会社名を商標登録することはできますし、会社名を商標登録されている法人も多いです。
ただ、会社名の商標登録が許可されるための注意点がいくつかあります。
その注意点を以下に説明します
会社名が苗字を含んでいる場合
会社名が苗字を含んでいる場合、商標登録を許可されないことがあります(商標法第3条第1項第4号)。
例えば、株式会社佐藤は、商標登録が許可されません。
それは、特許庁が、「株式会社」の部分を除いて、商標登録を許可できるかを判断しているからで、「株式会社」の部分を除いた「佐藤」の部分が一般的な苗字だからです。
「株式会社」を含まない「佐藤」だけで商標登録しようとしても、同様に、それは許可されません。
他に同じ会社名がある場合
他の会社が同じ会社名を使っている場合、商標登録を許可されない場合があります(商標法第4条第1項第8号)。
特に、インターネットで検索したときに、複数の会社が会社名として使っているような場合、商標登録ができない可能性が高くなります。
「株式会社」を除いた部分が既に商標登録されている場合
「株式会社」を除いた部分が既に商標登録されている場合、商標登録を許可されない場合があります(商標法第4条第1項第11号)。
例えば、株式会社 ABC を商標登録しようとした場合に、既に「 ABC」 が商標登録されている場合には商標登録は許可されません。
商標権の権利主張をしてもそれが認められない場合があります
商標登録をすることで商標権が発生します。
その商標権を根拠に、他人が無断で商標を使うのを止めさせる権利主張をすることができます。
会社名でも商標登録できたのに権利主張を認められないのはどういうことと疑問に思われると思います。
権利主張ができないというのは、例えば、商標登録した会社名と同じ会社名を無断で使っている会社に対してその使用を止めるように主張しても認められないということです。
理由は、個人の名前もそう ですが、会社の名称も、自由に使えると言う法律上の保護があるからです(商標法第26条第1項)。

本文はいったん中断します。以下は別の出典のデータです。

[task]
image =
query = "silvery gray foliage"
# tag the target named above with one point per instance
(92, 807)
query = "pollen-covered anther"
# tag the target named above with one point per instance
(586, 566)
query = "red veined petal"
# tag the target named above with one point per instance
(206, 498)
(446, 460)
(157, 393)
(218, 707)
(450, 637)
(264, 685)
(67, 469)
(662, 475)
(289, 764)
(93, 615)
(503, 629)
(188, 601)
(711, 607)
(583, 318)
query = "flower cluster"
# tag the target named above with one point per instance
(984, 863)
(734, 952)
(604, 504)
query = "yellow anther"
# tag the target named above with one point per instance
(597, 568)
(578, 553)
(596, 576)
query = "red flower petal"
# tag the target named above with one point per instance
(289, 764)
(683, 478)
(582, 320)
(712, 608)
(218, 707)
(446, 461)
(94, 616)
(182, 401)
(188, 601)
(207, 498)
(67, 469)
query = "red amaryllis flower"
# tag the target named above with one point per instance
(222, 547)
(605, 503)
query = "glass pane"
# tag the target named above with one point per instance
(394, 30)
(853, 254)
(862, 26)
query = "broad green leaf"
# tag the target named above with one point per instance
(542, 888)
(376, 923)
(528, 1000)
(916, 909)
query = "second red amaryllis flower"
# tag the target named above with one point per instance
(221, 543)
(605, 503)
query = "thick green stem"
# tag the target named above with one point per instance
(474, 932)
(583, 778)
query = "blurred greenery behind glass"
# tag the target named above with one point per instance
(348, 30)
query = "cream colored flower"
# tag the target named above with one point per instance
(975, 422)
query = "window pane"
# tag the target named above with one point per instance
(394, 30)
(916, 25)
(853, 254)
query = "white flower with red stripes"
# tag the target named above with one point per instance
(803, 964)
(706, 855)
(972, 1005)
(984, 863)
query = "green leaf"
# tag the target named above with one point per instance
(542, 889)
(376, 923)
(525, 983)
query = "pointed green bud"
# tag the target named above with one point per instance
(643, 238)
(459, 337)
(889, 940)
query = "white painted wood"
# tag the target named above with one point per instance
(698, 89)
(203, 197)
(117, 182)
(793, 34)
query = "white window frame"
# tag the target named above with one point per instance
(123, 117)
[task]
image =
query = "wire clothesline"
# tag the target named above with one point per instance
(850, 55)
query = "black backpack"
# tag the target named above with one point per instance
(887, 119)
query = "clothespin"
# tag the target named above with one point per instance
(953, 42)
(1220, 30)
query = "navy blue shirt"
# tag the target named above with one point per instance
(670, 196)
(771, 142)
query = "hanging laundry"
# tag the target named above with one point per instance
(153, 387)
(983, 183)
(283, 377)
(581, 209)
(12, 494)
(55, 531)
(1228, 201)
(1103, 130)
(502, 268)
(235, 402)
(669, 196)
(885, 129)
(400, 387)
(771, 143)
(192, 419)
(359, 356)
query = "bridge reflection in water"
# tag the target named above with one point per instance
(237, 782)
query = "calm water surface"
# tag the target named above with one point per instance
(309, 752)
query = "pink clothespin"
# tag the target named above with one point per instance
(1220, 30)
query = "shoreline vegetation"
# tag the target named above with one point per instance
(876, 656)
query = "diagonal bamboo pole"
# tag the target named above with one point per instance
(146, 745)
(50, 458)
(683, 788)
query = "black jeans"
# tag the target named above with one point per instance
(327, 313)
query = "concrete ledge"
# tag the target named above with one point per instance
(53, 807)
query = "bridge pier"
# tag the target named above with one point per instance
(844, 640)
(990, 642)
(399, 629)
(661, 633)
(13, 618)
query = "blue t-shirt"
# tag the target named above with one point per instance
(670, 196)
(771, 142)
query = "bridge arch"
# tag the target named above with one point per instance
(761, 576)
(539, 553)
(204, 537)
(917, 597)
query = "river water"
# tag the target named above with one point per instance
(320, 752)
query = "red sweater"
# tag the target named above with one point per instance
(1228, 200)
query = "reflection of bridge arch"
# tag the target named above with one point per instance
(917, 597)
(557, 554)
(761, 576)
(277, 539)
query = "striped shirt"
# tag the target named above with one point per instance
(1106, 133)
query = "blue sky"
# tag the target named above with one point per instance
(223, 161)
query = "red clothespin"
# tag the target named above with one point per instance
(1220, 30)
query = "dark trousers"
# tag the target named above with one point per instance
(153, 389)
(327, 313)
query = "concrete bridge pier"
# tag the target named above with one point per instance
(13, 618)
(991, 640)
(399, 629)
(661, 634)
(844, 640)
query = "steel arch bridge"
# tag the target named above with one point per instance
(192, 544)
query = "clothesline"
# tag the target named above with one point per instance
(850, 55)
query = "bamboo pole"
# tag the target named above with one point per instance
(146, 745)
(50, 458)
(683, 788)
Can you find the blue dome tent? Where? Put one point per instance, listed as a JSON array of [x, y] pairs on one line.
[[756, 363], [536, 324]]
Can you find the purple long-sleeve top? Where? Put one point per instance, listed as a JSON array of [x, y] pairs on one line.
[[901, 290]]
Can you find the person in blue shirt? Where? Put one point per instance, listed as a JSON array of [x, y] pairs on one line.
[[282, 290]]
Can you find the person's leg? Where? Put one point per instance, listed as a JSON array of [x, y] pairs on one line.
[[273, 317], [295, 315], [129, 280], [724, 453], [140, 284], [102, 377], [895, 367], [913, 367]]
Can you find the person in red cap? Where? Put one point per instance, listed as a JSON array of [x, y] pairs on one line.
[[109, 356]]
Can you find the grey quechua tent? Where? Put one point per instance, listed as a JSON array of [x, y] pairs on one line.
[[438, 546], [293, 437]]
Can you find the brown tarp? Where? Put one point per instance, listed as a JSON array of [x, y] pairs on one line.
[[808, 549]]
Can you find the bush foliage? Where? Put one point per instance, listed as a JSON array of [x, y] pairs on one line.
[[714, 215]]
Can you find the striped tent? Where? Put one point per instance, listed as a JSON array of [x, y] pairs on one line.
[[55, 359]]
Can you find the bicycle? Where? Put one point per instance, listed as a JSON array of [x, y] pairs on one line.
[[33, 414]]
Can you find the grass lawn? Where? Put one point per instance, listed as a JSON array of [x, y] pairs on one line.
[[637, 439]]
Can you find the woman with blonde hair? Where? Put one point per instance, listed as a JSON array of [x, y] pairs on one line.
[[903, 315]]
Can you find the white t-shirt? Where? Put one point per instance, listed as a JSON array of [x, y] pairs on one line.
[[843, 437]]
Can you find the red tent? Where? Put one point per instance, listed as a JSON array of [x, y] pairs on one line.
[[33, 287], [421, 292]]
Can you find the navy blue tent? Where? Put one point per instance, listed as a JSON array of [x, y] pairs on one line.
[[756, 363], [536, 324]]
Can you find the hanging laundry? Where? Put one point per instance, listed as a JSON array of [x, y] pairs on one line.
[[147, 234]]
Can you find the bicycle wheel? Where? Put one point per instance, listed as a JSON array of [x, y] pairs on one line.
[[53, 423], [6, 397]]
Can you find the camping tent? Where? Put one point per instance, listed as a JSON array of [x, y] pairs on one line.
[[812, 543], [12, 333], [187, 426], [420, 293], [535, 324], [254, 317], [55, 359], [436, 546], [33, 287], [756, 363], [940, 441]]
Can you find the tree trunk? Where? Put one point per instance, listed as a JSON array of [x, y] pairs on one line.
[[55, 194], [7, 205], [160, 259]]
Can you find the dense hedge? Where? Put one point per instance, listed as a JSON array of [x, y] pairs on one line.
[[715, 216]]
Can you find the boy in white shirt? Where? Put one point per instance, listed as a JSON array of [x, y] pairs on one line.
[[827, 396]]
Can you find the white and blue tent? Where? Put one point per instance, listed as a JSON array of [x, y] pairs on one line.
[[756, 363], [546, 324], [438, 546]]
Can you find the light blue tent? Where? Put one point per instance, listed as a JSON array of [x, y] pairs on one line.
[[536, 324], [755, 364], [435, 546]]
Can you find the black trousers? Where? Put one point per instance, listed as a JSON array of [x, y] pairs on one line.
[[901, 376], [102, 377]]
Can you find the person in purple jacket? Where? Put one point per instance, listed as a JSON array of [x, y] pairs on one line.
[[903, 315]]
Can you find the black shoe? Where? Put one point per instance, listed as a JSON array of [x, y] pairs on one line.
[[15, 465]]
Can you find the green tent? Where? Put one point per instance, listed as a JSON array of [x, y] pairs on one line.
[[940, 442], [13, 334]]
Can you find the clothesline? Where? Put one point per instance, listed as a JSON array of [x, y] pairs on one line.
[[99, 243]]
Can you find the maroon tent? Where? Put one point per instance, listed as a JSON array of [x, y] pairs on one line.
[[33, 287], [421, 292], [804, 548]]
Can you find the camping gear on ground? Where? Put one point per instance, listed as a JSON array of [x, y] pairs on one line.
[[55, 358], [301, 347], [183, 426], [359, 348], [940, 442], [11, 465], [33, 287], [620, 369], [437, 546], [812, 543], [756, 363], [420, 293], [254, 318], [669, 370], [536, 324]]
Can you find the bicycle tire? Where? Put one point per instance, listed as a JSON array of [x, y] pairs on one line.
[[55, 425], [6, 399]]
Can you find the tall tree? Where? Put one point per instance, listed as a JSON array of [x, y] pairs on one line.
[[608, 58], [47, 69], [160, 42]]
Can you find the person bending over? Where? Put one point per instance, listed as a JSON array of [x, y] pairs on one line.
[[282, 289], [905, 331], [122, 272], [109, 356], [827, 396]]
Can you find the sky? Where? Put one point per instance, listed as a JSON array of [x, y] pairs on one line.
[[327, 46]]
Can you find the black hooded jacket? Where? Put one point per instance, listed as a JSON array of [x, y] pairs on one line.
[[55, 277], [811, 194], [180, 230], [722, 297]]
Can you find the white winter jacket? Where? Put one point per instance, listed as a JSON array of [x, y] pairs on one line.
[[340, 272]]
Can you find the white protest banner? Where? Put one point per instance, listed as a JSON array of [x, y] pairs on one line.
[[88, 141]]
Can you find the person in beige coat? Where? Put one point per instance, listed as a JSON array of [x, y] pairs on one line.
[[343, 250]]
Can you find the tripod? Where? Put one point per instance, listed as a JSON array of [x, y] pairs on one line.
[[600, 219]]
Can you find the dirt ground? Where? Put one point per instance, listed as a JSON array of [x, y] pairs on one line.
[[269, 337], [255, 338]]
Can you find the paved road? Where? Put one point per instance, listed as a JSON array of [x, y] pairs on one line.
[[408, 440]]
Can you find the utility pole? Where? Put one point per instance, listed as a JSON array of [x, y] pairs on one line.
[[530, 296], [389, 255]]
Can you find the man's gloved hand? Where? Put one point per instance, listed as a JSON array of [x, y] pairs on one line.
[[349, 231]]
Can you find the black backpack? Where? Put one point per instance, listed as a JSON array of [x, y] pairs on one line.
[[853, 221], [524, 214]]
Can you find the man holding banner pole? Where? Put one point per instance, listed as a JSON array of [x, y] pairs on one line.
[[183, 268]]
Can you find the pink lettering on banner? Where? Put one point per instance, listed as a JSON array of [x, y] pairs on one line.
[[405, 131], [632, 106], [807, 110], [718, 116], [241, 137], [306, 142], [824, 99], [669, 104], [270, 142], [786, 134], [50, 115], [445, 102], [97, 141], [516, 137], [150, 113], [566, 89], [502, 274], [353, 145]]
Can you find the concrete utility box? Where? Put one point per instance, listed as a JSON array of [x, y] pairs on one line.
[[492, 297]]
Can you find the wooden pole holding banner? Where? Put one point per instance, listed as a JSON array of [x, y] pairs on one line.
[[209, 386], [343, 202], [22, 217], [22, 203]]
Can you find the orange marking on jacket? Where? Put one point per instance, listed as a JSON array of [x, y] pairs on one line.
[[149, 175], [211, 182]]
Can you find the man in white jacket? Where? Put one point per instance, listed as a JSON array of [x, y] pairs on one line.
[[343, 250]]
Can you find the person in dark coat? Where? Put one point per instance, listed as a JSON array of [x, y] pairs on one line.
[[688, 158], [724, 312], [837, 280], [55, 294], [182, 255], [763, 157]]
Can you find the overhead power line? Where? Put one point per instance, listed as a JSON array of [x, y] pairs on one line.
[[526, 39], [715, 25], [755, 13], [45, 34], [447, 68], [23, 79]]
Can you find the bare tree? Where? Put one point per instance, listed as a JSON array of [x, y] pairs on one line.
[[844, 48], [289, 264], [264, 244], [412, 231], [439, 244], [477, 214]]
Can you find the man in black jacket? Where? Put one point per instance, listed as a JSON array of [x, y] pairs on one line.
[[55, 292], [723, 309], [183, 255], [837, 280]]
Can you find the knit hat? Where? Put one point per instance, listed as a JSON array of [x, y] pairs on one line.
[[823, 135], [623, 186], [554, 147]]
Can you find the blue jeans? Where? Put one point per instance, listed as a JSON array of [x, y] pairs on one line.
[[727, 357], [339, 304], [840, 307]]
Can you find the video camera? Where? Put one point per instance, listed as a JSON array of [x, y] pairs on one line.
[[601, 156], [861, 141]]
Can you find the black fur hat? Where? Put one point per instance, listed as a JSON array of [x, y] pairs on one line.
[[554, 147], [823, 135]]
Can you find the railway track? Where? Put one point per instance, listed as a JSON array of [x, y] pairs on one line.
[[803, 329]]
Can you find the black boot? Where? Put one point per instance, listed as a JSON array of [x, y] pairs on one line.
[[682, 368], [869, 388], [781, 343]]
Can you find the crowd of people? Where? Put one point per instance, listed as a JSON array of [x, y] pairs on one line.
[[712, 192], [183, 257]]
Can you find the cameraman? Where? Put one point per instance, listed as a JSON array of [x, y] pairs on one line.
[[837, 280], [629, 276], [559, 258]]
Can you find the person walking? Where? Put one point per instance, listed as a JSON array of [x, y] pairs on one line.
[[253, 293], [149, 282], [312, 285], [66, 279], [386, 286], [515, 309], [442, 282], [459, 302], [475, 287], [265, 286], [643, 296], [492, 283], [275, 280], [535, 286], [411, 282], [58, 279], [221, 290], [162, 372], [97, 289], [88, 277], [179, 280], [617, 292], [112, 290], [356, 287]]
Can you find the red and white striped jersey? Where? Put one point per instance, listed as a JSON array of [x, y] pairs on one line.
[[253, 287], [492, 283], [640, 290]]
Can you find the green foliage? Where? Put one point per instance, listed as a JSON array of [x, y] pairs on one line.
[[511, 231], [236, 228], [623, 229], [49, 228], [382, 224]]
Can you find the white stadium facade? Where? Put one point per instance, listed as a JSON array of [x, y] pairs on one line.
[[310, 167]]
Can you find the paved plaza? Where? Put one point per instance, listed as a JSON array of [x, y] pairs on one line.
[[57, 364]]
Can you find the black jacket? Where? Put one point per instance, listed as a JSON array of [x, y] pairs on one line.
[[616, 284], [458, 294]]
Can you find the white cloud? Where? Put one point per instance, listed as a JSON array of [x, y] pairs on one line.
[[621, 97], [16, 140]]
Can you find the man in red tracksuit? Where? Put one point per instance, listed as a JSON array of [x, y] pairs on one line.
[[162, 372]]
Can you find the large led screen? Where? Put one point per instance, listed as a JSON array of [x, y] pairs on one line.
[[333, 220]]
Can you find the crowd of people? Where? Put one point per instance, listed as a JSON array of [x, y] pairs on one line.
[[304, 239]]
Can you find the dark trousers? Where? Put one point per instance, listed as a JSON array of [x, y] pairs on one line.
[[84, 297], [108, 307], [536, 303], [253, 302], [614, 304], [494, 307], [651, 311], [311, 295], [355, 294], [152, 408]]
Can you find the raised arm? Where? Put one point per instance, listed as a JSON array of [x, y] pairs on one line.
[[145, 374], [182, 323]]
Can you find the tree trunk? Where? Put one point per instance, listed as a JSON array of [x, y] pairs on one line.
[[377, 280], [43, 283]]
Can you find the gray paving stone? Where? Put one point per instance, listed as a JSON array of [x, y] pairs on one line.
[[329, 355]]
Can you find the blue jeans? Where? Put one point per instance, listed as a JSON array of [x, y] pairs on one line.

では、会社名を登録するメリットがないかと言うと、そうではないです。
会社名を商標登録しておくことで安心して会社名を使い続けるということができます。
商標登録した会社名等の商標を使い続けることができるというは、商標登録をする一番のメリットです。
ロゴ化して、又は株式会社を除いて商標登録する場合
ロゴ化して、又は株式会社を除いて登録する場合 には、以上のような注意点を実はあまり考えなくてもよくなります。
つまり、「株式会社」がついていても、ロゴであれば商標登録が許可される可能性は高くなりますし、他人がそのロゴを無断で使っている場合にそれを止めさせることができます。
また、「株式会社」を除いた名称部分で商標登録した場合、他人がその名称部分を無断で使っている場合にそれを止めさせることができます。
まとめ
このように、ロゴにしたり、又は株式会社を除いて商標登録する場合には、商標登録が許可される可能性も、権利主張が認められる可能性も大きく異なります。
それもあり、会社名を商標登録する場合には、「株式会社」を付けて商標登録した方が良いのか、ロゴで商標登録した方が良いのか等、検討された方が良いです。
会社名を商標登録する場合には以上のようにいろいろと注意する点があります。
お気をつけ下さい。
なお、今回、「株式会社」を付けている場合を例に挙げていますが、「有限会社」等を付けている場合でも、同じく注意しなければなりません。